RUU Cipta Kerja: Alih fungsi lahan masih menjadi polemik

RUU Cipta Kerja disebut berpotensi menabrak aturan lama di sektor pertanian.

Ilustrasi. Foto Pixabay.

Pemerintah dan DPR tengah menggodok aturan Rancangan Undang-Undang (RUU) Cipta Kerja di sektor pertanian. Dalam rancangan aturan baru tersebut, sejumlah UU akan disederhanakan guna menunjang iklim investasi di Indonesia. 
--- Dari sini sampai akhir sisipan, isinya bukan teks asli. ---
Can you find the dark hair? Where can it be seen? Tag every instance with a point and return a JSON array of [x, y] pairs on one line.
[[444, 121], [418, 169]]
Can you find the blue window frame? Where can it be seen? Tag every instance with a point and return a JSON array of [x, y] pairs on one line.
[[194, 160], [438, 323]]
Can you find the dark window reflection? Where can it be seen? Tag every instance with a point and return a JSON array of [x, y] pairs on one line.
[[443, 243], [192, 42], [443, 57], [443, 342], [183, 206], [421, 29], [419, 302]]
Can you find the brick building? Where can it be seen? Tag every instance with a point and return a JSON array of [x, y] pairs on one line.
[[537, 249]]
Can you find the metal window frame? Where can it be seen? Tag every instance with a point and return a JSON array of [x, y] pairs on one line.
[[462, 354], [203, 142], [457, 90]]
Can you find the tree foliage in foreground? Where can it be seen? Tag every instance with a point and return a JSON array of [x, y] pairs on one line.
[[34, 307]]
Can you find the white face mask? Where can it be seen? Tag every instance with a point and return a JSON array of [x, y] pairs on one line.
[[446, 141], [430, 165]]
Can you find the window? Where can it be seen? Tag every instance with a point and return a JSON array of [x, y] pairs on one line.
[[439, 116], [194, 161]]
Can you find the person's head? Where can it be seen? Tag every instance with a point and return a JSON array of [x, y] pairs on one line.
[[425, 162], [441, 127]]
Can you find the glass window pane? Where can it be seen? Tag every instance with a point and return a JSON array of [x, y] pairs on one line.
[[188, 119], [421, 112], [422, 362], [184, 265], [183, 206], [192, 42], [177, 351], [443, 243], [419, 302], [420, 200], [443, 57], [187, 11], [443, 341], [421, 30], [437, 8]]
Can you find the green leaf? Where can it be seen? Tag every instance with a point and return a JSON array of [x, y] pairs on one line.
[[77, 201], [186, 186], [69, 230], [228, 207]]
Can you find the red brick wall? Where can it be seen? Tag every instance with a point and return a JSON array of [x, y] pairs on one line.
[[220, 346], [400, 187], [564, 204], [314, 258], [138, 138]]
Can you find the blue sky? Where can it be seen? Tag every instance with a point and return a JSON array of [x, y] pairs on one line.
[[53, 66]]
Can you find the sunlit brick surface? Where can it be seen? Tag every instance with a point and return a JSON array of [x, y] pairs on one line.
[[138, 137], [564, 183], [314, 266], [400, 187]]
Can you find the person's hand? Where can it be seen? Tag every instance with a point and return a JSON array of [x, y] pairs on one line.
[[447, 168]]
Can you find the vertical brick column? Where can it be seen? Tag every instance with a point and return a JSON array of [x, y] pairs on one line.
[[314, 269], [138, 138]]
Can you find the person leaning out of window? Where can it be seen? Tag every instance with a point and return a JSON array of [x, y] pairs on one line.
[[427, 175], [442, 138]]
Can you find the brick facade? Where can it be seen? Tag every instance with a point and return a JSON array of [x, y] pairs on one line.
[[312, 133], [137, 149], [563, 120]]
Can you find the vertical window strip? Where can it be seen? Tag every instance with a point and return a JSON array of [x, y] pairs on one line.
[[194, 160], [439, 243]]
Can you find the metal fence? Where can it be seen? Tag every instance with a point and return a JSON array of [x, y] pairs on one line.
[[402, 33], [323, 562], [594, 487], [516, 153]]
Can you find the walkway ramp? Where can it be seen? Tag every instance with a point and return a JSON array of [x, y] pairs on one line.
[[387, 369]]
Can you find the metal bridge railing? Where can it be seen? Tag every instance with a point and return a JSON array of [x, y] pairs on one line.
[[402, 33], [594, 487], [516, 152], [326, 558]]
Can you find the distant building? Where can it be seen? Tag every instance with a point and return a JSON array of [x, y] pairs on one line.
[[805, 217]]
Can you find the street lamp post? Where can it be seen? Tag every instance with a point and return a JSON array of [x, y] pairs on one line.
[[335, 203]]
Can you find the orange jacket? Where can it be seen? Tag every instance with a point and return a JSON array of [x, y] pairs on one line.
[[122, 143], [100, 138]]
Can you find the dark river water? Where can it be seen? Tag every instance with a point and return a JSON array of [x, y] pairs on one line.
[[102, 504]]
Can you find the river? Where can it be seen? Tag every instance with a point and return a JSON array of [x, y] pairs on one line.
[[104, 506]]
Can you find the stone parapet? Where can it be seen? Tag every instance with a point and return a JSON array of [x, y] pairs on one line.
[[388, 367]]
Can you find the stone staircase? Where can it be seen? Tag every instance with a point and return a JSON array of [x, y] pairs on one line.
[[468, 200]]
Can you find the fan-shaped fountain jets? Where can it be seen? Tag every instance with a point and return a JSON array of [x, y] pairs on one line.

Namun rancangan aturan itu dinilai justru berpotensi menabrak aturan lama di sektor pertanian. Perubahan paling mencolok, misalnya, terkait izin konversi tanah pertanian ke non-pertanian. Hal itu disampaikan oleh  Sekjen Konfederasi Pergerakan Rakyat Indonesia (KPRI) Anwar Maruf di Jakarta, Sabtu (26/9). 

“Perlindungan lahan pertanian oleh negara mutlak untuk dilakukan. Pemenuhan kebutuhan pangan nasional akan meningkatkan produktivitas dan kesejahteraan rakyat, dan menjadi bagian dari kedaulatan pangan suatu negara. Apalagi saat ini kondisinya lagi pandemi Covid-19 dan resesi ekonomi," kata Anwar.

Sebagaimana diketahui, RUU Cipta Kerja akan menghapus Pasal 19 ayat (3) Undang-Undang Nomor 22 Tahun 2019 tentang Sistem Budidaya Pertanian Berkelanjutan. Dari perubahan itu, alih fungsi lahan budi daya pertanian untuk kepentingan umum dan atau proyek strategis nasional tak memiliki kewajiban terkait syarat kajian kelayakan strategis, rencana alih fungsi lahan dan dibebaskan kepemilikan haknya dari pemilik.

Kemudian, kewajiban menyediakan tanah pengganti terhadap lahan budi daya pertanian juga berpotensi terhapus. Dampaknya diprediksi akan mempercepat alih fungsi tanah pertanian.